I don’t remember this part of his character being taught in Sunday School. Most of the time we were told to be like John the Baptist (who also doubted), be like Esther (who also used sex to collaborate with the enemy), be like Gideon (who also created a false item of worship), be like Hezekiah (who also didn’t care about his sons’ futures), be like David (who also conspired to murder to cover up adultery)… The teacher ignored the parts about their failures. Bible characters were as one-sided as the flannel board avatars  placed up on the easel.

We still do it. We take a leader with remarkable gifts of encouragement, or teaching, or healing or prophesying and stick them way up in the air on a pedestal with barely enough room for feet of clay. Then we hang our hopes on them.

No doubt many servants of God are tempted to use this position for self-aggrandizement — especially those with unhealed wounds of rejection — and by so doing hasten their own fall.

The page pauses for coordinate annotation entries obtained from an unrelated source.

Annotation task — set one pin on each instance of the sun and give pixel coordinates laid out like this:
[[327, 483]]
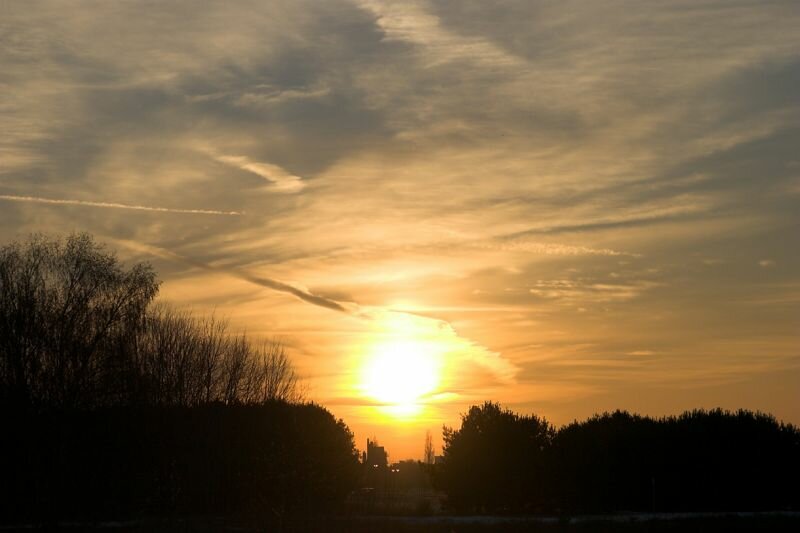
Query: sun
[[400, 373]]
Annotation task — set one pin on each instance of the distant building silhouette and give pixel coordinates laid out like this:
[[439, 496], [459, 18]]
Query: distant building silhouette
[[376, 456]]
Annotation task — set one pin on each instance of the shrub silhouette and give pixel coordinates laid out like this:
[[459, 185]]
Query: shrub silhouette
[[115, 406], [500, 461]]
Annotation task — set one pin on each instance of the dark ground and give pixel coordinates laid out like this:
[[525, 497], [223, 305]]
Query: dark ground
[[684, 523]]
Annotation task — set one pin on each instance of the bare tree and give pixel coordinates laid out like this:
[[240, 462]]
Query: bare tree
[[65, 308], [78, 330]]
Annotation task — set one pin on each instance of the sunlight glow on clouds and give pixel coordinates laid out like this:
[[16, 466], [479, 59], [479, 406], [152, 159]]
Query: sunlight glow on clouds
[[575, 206]]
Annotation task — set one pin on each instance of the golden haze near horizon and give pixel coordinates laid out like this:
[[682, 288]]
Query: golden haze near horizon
[[566, 207]]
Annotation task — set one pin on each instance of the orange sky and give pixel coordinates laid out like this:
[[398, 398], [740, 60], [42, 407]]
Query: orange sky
[[567, 207]]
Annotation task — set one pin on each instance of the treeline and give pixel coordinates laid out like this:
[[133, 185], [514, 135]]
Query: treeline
[[115, 406], [79, 331], [500, 461]]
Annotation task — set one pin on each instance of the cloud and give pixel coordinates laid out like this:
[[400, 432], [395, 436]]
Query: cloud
[[283, 181], [114, 205]]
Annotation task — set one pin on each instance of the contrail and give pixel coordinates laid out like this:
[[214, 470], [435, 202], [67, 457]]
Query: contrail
[[302, 294], [56, 201]]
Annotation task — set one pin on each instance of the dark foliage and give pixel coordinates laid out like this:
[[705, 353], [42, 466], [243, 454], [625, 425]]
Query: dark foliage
[[700, 461], [111, 406], [263, 461], [496, 461]]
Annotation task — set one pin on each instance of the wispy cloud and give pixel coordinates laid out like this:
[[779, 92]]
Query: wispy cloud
[[115, 205], [283, 180]]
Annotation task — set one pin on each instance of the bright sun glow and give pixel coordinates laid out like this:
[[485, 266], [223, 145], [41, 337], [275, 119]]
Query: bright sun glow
[[400, 373]]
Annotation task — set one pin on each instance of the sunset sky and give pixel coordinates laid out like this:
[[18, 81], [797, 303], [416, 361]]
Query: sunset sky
[[567, 207]]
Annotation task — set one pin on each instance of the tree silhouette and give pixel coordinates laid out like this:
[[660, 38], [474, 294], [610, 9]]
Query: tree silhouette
[[495, 461]]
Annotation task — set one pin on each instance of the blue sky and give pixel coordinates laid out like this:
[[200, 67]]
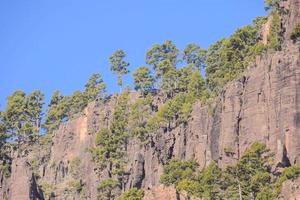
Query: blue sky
[[57, 44]]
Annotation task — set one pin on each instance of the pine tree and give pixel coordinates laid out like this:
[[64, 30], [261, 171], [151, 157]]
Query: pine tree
[[143, 80], [95, 88], [118, 65], [162, 57], [195, 55]]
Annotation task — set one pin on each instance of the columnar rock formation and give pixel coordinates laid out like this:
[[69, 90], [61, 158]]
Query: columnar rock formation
[[263, 104]]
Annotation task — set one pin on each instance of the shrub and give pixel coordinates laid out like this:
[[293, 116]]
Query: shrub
[[296, 33]]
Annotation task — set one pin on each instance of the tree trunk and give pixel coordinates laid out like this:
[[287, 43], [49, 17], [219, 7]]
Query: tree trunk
[[240, 191]]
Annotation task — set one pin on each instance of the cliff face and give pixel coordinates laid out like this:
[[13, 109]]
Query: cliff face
[[261, 105]]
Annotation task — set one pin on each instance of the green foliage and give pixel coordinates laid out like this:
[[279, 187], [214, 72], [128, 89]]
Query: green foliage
[[55, 113], [176, 170], [253, 167], [170, 83], [140, 112], [249, 178], [95, 88], [274, 38], [228, 57], [75, 103], [106, 189], [210, 181], [206, 184], [195, 55], [296, 33], [175, 110], [271, 4], [162, 57], [118, 65], [23, 115], [143, 80], [132, 194]]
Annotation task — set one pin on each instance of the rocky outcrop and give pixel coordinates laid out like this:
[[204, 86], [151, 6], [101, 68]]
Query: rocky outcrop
[[263, 104]]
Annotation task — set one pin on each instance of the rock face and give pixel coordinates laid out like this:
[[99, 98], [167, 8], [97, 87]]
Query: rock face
[[263, 104]]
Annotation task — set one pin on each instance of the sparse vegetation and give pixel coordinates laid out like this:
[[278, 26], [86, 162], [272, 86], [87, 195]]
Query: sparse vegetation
[[296, 33], [132, 194], [249, 177]]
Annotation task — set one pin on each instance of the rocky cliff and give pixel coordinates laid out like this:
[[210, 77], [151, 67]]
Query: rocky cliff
[[263, 104]]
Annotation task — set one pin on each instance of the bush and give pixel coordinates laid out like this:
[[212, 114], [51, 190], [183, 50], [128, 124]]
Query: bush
[[296, 33]]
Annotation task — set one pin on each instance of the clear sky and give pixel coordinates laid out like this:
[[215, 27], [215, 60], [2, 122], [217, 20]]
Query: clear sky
[[57, 44]]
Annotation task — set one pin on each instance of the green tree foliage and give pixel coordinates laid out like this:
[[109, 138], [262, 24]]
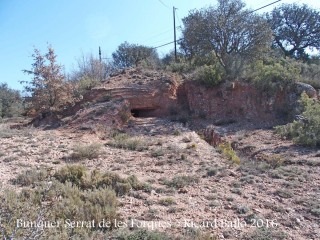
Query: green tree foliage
[[129, 55], [296, 29], [272, 74], [11, 103], [306, 130], [236, 36], [47, 89], [89, 67]]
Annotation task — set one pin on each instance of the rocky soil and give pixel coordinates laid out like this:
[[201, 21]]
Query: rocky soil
[[272, 194]]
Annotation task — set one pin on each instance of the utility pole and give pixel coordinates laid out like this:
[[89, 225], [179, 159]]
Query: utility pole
[[174, 33]]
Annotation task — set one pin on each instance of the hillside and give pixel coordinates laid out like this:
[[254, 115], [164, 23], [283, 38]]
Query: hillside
[[167, 132]]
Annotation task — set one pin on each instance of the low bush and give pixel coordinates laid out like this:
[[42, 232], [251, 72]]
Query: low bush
[[272, 75], [305, 131], [86, 151], [124, 141], [181, 181], [210, 75], [228, 151]]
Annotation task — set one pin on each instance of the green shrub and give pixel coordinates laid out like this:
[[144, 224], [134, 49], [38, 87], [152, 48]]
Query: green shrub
[[210, 75], [228, 151], [272, 75], [86, 151], [30, 177], [74, 174], [181, 181], [167, 201], [307, 131], [124, 141], [78, 176]]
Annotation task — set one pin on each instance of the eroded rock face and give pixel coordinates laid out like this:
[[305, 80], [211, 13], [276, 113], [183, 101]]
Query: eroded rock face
[[150, 94], [155, 94], [243, 102]]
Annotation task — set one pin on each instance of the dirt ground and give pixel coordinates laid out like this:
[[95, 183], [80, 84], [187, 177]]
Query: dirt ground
[[275, 190]]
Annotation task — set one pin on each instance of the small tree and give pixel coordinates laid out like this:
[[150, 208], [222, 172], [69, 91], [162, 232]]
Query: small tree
[[10, 101], [295, 29], [128, 55], [47, 90], [235, 35]]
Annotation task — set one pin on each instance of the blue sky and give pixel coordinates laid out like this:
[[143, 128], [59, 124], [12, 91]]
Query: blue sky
[[76, 27]]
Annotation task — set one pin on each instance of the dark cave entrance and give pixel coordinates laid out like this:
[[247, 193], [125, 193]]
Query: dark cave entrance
[[143, 113]]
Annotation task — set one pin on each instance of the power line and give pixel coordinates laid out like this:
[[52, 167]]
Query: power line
[[265, 6], [165, 44], [163, 4]]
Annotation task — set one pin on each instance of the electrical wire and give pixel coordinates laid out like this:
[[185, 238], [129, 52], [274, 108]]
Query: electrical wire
[[163, 4], [165, 44]]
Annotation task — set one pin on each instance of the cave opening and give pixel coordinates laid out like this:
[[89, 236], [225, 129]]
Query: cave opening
[[143, 113]]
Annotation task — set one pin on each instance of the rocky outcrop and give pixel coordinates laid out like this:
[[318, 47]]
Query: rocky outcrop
[[243, 102], [156, 94]]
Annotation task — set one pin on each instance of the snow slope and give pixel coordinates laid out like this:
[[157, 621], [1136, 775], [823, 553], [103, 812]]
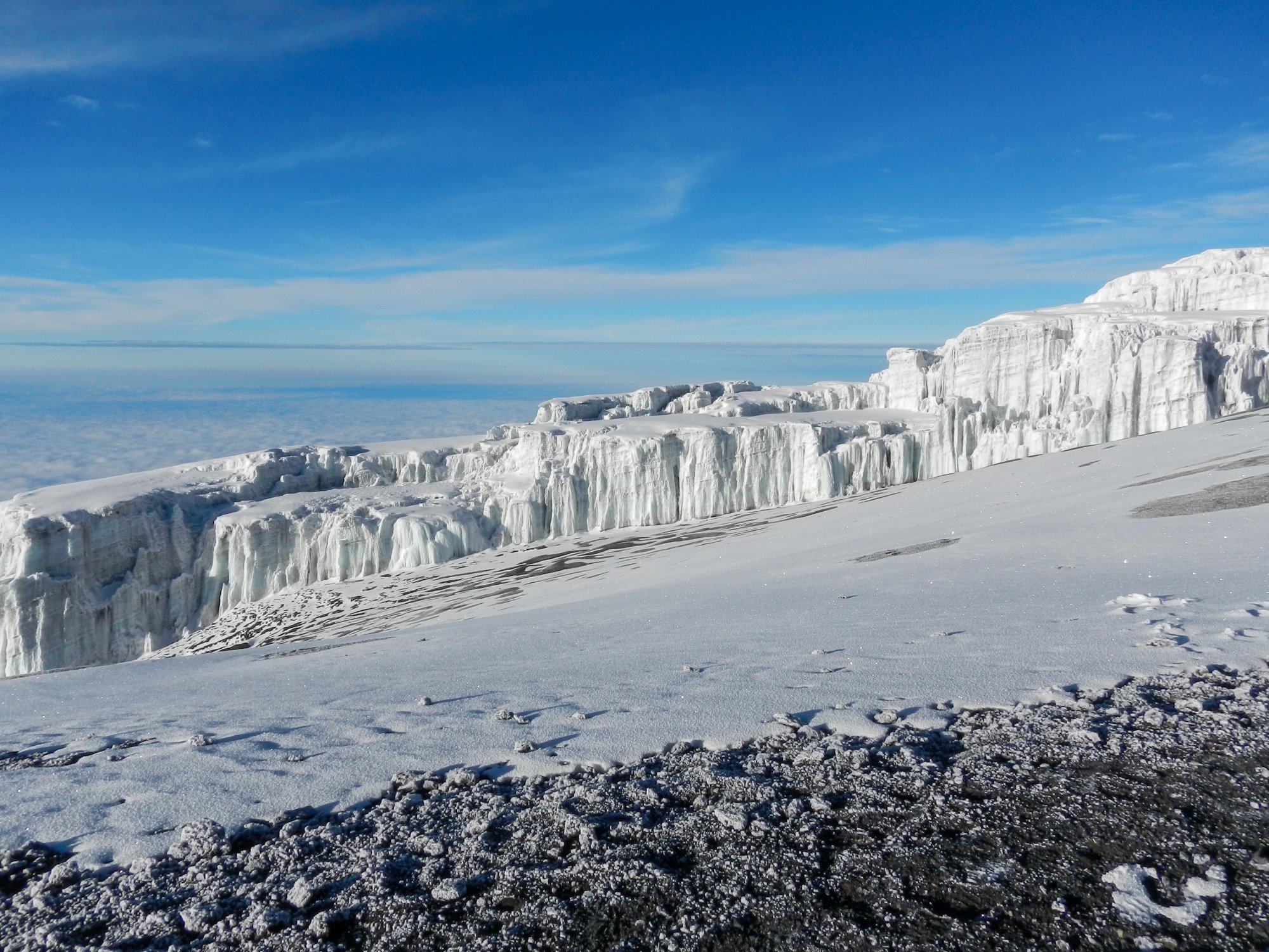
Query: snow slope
[[108, 570], [984, 588]]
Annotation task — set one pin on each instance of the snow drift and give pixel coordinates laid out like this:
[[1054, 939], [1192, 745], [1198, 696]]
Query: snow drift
[[107, 570]]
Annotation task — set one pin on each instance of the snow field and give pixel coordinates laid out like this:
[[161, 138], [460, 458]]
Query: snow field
[[855, 613]]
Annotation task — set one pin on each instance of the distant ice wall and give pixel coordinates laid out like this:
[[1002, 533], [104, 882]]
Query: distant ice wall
[[106, 570], [1223, 280]]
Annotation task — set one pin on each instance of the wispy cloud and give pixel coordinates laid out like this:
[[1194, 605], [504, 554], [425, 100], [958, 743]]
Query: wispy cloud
[[69, 36], [30, 306], [82, 103], [345, 149], [1246, 154]]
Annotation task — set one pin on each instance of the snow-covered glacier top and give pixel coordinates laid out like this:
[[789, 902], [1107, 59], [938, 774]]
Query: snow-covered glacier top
[[1221, 280], [112, 569]]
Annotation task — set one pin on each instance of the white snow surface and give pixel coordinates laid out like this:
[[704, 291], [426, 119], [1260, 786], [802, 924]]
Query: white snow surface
[[983, 588], [677, 563], [1221, 280], [112, 569]]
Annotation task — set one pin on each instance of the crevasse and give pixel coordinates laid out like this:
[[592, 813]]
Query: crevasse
[[107, 570]]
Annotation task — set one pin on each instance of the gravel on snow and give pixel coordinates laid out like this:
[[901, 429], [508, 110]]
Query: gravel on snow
[[1128, 819]]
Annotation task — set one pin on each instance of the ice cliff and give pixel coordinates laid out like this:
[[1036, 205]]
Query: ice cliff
[[107, 570]]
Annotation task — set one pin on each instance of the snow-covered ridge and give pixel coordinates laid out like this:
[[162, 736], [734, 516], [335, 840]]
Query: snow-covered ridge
[[106, 570], [1224, 280]]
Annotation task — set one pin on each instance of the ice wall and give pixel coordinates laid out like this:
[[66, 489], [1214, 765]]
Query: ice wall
[[106, 570], [1224, 280]]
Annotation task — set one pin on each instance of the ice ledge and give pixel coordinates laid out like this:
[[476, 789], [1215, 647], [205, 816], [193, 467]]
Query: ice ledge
[[106, 570]]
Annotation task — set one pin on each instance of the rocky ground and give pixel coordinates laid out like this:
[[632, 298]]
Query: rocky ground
[[1129, 819]]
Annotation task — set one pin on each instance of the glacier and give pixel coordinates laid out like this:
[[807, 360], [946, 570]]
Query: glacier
[[114, 569]]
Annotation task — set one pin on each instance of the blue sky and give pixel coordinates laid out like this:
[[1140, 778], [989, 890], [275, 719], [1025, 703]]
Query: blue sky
[[560, 171]]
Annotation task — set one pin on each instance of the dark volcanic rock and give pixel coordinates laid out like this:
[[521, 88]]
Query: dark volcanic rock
[[1133, 819]]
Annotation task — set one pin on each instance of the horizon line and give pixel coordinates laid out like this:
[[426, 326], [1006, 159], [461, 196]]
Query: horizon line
[[447, 346]]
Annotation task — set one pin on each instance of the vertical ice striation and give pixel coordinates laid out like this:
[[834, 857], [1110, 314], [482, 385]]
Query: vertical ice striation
[[107, 570], [1224, 280]]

Some folks, who consider it their calling in life to point out weaknesses and to make sure no one is disappointed like they once were,  drag people in public life down  and hit them with their own shoes, as if proof of  failure in one area invalidated everything they ever did or said.

Confronted with the evidence of John’s weakness, Jesus chose to publicly honour him, to point out that others in the crowd were also guilty of unbelief and to replace John’s words of doubt and fear with words of truth.

All things have been handed over to me by my Father, and no one knows the Son except the Father, and no one knows the Father except the Son and anyone to whom the Son chooses to reveal him. (Matthew 11:27)

I wonder if the only way a leader can survive on a tiny platform in the air, not of his or her own making, is to know who they are and who they are not and just keep pointing to Jesus Christ.

I wonder if, in some instances, a public fall may actually be a manifestation of grace to shift people’s adoration away from the hero and toward the Saviour Himself.

I wonder if the best way to support  leaders is to earnestly pray they will be kept from the evil one and not be led into temptation.

We need to stop turning fellow travellers into false idols, take our eyes off them and look instead  to where they are pointing — toward the Light.